O que a primeira temporada acertou — e o que a segunda precisa manter
O live-action de One Piece funcionou onde outros falharam porque respeitou o tom da obra. One Piece é uma série que mistura comédia física, aventura genuína e momentos de peso emocional intenso sem que nenhum desses registros cancele os outros. Muitas adaptações escolhem um dos três e jogam fora o resto. A primeira temporada manteve os três em movimento simultâneo.
O que precisa continuar na segunda temporada é essa recusa em “amadurecer” a série artificialmente. Há uma tendência em adaptações live-action de propriedades populares de tornar tudo mais sombrio, mais realista, mais sério — como se o material original fosse embaraçoso do jeito que é. One Piece não precisa disso. Alabasta tem cenas de guerra, traição e sacrifício que funcionam exatamente porque a série já construiu uma base emocional sólida nos momentos mais leves.
O que precisa melhorar é o espaço para os personagens secundários respirarem. Na primeira temporada, o ritmo de adaptação às vezes comprometia o desenvolvimento de figuras que, no mangá, têm mais tempo para existir fora das cenas de ação. Com Vivi entrando como uma presença constante durante vários episódios, a segunda temporada tem a oportunidade de corrigir isso.
Por que Alabasta pode ser o divisor de águas do live-action
No universo dos fãs de One Piece, Alabasta tem um status parecido com o que Enies Lobby tem para fãs do anime — é o arco que transforma quem estava apenas curtindo a série em alguém que não consegue parar. Não porque seja o mais longo ou o mais cheio de batalhas, mas porque entrega um tipo específico de payoff emocional que só funciona quando uma série construiu seus personagens com cuidado ao longo do tempo.

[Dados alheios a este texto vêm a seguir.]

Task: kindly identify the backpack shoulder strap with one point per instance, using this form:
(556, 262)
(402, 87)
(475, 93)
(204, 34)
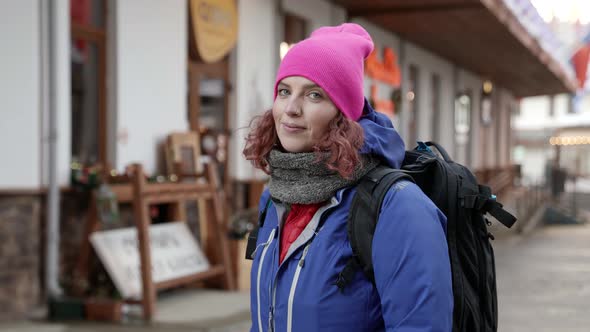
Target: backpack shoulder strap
(253, 236)
(362, 220)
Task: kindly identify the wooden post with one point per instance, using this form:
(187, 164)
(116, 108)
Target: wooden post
(143, 222)
(220, 229)
(82, 267)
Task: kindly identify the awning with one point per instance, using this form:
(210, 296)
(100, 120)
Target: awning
(483, 36)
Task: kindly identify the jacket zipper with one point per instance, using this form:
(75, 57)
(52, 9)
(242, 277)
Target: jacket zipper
(258, 278)
(293, 287)
(273, 287)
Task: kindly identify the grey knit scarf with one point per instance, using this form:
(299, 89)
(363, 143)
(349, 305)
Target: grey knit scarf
(298, 178)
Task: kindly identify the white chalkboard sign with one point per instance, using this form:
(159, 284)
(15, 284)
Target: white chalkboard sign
(174, 253)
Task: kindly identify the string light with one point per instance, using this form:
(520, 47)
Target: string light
(569, 140)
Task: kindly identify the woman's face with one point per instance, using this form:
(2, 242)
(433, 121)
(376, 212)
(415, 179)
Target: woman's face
(302, 113)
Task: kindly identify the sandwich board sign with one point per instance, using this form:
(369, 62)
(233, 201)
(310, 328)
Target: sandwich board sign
(174, 253)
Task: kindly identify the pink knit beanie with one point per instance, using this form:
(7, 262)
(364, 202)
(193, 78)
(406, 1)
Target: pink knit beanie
(333, 58)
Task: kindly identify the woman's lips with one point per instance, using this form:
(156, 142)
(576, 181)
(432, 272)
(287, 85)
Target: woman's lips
(292, 128)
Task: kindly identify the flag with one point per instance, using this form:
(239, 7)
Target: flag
(580, 61)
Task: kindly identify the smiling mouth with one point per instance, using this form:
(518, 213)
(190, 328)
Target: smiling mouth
(292, 127)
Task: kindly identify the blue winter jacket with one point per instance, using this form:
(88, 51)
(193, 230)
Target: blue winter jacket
(412, 290)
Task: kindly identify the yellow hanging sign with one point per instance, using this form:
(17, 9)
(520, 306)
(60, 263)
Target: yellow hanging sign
(215, 27)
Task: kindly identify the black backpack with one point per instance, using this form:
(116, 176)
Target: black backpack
(455, 191)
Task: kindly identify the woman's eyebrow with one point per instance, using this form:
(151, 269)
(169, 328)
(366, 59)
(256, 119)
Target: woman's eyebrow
(311, 86)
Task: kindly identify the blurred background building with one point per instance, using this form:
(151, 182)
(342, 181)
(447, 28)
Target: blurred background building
(90, 86)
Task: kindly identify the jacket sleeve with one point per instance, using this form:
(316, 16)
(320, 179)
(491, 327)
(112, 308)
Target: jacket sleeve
(411, 263)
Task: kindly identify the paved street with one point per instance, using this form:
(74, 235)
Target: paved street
(543, 286)
(544, 280)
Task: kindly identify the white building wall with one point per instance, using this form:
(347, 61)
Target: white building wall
(317, 13)
(151, 69)
(20, 126)
(469, 82)
(61, 82)
(254, 60)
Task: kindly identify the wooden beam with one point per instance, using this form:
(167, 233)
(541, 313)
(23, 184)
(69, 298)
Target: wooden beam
(404, 10)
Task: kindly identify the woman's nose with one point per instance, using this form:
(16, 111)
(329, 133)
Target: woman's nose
(293, 107)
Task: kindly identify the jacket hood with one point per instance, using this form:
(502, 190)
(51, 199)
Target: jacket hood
(381, 138)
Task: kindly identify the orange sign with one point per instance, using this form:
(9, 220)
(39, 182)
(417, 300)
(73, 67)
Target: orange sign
(215, 26)
(387, 72)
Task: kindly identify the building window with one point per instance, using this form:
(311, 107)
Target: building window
(463, 107)
(412, 98)
(88, 75)
(435, 106)
(295, 30)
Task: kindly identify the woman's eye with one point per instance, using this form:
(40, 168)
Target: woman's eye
(315, 95)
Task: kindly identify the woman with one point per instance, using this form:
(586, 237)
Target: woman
(319, 139)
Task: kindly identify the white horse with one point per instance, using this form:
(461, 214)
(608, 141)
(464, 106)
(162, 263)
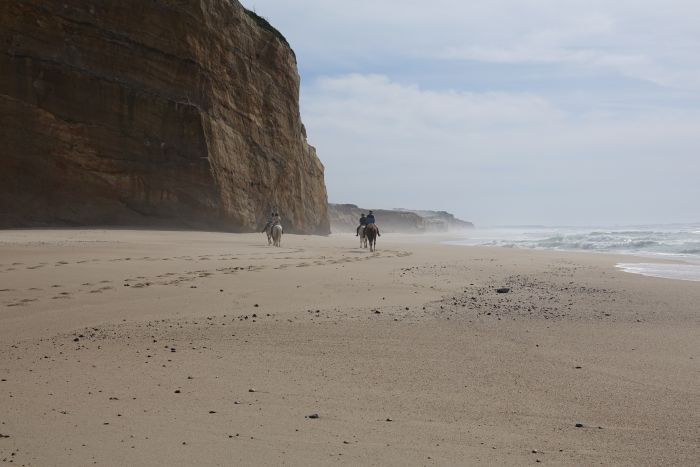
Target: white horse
(363, 237)
(268, 231)
(276, 234)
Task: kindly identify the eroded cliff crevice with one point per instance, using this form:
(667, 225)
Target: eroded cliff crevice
(151, 113)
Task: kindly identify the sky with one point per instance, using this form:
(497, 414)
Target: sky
(503, 112)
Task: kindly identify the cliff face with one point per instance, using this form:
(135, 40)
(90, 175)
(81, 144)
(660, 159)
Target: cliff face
(151, 113)
(344, 218)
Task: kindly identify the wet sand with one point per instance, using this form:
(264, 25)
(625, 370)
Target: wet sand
(123, 347)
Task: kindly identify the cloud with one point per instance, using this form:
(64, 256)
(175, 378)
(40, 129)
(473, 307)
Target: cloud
(497, 157)
(648, 40)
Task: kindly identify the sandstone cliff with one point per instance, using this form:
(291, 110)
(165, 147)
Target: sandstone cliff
(151, 113)
(344, 218)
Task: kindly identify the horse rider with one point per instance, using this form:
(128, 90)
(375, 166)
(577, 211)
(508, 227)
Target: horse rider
(271, 220)
(370, 220)
(363, 222)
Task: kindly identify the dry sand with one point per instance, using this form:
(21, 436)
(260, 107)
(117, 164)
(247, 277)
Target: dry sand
(189, 348)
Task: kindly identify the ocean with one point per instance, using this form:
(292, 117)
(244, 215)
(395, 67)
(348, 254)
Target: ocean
(679, 243)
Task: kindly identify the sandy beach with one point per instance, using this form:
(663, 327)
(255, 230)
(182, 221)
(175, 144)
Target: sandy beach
(122, 347)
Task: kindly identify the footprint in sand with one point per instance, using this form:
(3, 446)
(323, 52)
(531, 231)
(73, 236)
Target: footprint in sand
(22, 302)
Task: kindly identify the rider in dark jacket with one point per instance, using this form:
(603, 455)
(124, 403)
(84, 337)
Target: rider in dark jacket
(363, 221)
(370, 220)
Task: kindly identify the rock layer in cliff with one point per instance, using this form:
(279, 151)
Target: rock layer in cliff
(151, 113)
(344, 218)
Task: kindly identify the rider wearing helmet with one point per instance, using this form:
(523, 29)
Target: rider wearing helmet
(370, 220)
(363, 222)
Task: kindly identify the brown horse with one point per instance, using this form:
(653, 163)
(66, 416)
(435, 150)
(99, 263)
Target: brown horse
(363, 237)
(276, 233)
(371, 232)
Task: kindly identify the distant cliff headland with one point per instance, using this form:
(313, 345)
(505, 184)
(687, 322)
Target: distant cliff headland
(344, 218)
(152, 113)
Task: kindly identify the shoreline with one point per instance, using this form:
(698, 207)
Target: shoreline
(140, 348)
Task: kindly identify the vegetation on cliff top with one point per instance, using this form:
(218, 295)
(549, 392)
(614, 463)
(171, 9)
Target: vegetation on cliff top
(265, 24)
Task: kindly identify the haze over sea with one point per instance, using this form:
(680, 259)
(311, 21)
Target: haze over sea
(679, 243)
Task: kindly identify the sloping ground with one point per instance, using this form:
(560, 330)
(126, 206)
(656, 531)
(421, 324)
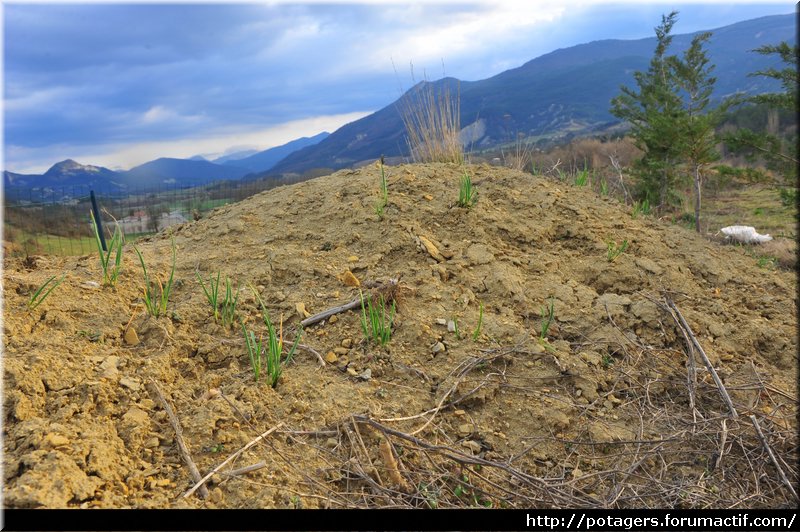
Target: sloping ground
(597, 414)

Se a produção mantiver o que funcionou na primeira temporada e resolver os desafios técnicos que Chopper e a escala de Alabasta exigem, a segunda temporada tem o material para ser melhor em todos os sentidos. Oda já disse publicamente que quer ver a história completa adaptada. A Netflix claramente apostou na propriedade. O elenco demonstrou que entende o que está fazendo.
O que vem aí não é apenas mais One Piece. É a parte onde a história decide quem ela realmente é.